Affleck, Beckinsale and Hartnett are saddled with the big guns and nearly perish under their weight. Affleck routinely loses his dialect, Beckinsale has little to do but pout and Hartnett does so much squinting you wonder if he's fearful of flying debris.
Bay is obviously uncomfortable with actors, and in the absence of more experienced talents like Jon Voight -- a real sensation as Franklin Delano Roosevelt -- he fails his talent at crucial moments. The soft-focus and slow motion coverage on Beckinsale as she deals with invasion casualties robs her of her emotions.
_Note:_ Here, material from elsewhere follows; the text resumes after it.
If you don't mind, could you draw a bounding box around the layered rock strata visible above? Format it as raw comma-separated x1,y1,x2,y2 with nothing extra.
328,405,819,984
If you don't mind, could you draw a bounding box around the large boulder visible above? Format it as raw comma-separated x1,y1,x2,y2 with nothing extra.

And watch for a brief moment in which Affleck examines the blood-soaked cockpit of a plane he'll be flying in the Battle of Britain; Bay cuts away from Affleck before the actor can emote.
"Pearl Harbor" is enjoyable as a matinee, and would be doubly entertaining trimmed of a half-hour. But I can't help but wonder if Bay and Bruckheimer have done the memory of this historical tragedy more harm than good. War is not "Armageddon;" it is a horribly unfortunate step into a place where there can be no real good, just minimized loss. By making the raid into the backdrop for a hackneyed romance, the filmmakers only justify the expense of making the film. They don't begin to pay the real cost of telling the story.